White students at UC Berkeley started a White Student Union this past week. A black man at a Trump rally was assaulted by a crowd (ironically yelling “all lives matter”) while attempting to protest yesterday. There are currently armed protesters outside of a mosque in Irving. Despite the fact that the assailants of the Paris attacks were mainly European citizens, France has bombed Syria (the UK is thinking of joining them) and US governors are rushing to disavow Syrian refugees. Because reasons.

I can’t even bring myself to type what the leading Republican candidates for the Presidency of the actual United States of America (and not Disneyland) have been saying.

Is this opposite world?

Upside down day?

Freaky Friday perhaps?

I tried to make sense of these things this past week and my brain did something that looked like 8akl;kpoai91ij:+0i977e8ahuj2bfabkuapp and promptly gave up. So I finished reading Emily St John Mandel’s excellent (and completely dystopian) novel, Station Eleven instead. It’s about the cataclysmic end of civilization due to a virus that explodes “like a neutron bomb over the surface of the earth,” and the subsequent rebuilding of civilization. I’ve been thinking about this book all week, drawing parallels between the fictional decline of the world and the one that reads like fiction (see first paragraph).

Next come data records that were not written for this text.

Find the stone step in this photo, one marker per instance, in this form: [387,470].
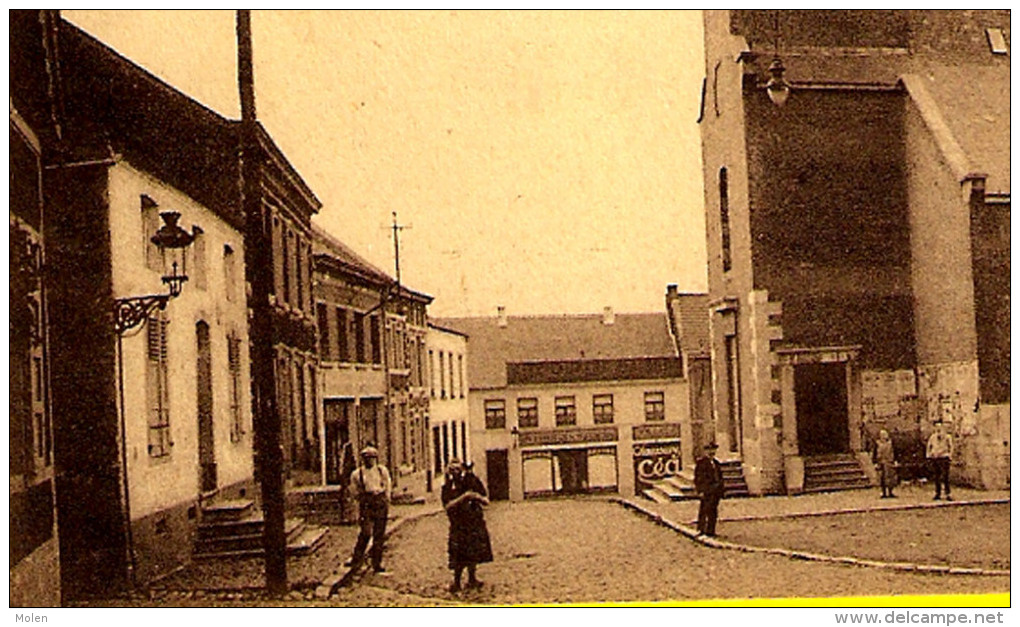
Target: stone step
[307,541]
[653,494]
[225,537]
[238,509]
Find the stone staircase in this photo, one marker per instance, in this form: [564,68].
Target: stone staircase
[732,479]
[681,486]
[833,472]
[234,529]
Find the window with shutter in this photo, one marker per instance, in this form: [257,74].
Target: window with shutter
[157,392]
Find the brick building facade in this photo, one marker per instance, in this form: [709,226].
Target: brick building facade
[856,236]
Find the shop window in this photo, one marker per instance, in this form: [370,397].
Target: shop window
[655,407]
[566,411]
[527,413]
[602,409]
[496,414]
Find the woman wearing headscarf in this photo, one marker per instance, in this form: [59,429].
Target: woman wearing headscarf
[463,498]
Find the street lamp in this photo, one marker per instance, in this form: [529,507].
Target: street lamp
[130,312]
[777,88]
[172,242]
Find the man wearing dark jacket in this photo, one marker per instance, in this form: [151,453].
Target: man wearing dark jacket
[708,483]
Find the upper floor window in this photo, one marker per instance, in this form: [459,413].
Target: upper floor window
[150,224]
[460,373]
[442,375]
[431,375]
[199,262]
[231,272]
[496,414]
[527,413]
[157,394]
[343,345]
[566,411]
[655,406]
[359,337]
[727,260]
[376,340]
[236,386]
[602,409]
[322,319]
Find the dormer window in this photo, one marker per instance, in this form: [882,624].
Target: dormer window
[997,41]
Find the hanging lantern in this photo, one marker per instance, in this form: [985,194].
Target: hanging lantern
[172,243]
[777,88]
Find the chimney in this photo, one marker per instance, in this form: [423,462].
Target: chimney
[246,72]
[608,317]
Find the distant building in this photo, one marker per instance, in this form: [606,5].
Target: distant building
[562,405]
[858,238]
[371,356]
[35,553]
[448,390]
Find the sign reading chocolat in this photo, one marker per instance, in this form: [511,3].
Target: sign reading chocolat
[654,463]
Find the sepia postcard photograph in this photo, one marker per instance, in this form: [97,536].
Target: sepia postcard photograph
[510,308]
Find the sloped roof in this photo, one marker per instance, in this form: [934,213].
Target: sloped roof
[692,323]
[110,101]
[557,337]
[974,102]
[325,244]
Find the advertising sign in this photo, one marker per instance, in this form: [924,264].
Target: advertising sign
[654,462]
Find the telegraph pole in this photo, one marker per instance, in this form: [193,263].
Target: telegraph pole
[258,270]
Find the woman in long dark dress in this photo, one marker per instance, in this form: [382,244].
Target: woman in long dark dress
[463,497]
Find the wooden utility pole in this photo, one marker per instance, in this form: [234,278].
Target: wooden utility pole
[258,270]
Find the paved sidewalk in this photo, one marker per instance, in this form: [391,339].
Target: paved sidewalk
[681,517]
[908,495]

There’s something very dystopian about current events as they stand. A stench of decay and decline in the air. The incipient beginnings of drastic change. I can feel the incremental ripping apart of the seams of the world-as-we-know-it.

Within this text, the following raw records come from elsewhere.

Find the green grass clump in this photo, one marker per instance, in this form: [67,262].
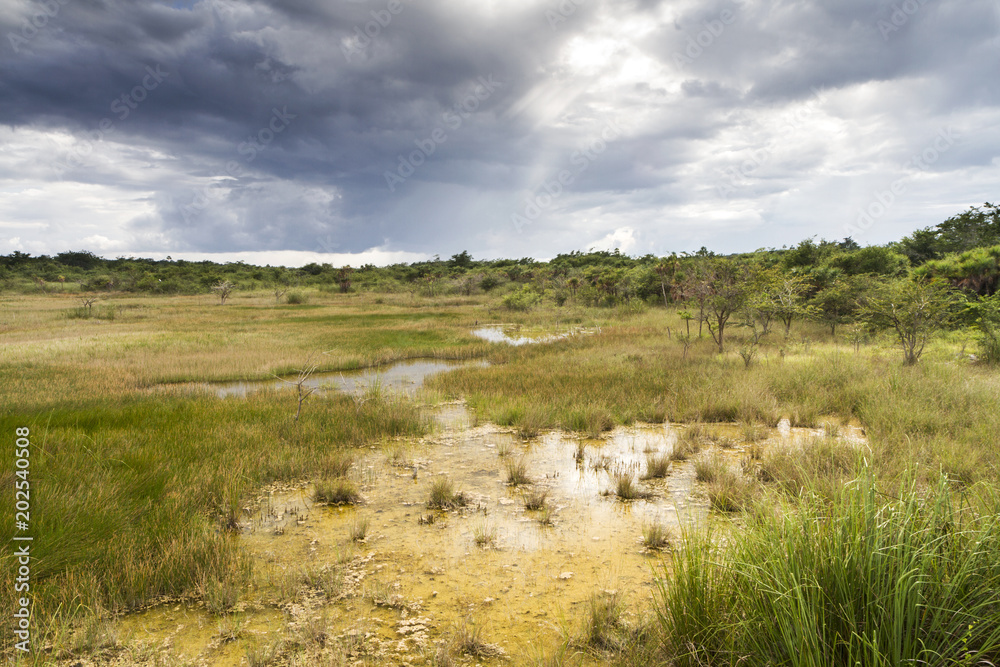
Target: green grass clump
[359,529]
[871,579]
[709,467]
[656,536]
[516,472]
[625,488]
[336,492]
[443,496]
[657,466]
[484,535]
[535,500]
[602,621]
[820,465]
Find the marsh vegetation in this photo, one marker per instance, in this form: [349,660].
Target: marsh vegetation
[812,442]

I’m mindful of this precipice that we’re all standing on as I tour Puerto Rico. Climbing to the peak of El Yunqe National Forrest yesterday, I found myself thinking perhaps this is my last hike before the world changes. Or this morning: perhaps this is the last time we will brunchear before it changes.

I wonder if this is what it felt like before Rome started to burn. If the Roman citizenry noted the smell of ash in the air long before they felt the irrepressible heat. I wonder if this is the hesitant flickering of kindling moments before the fire catches hold and burns everything to the ground.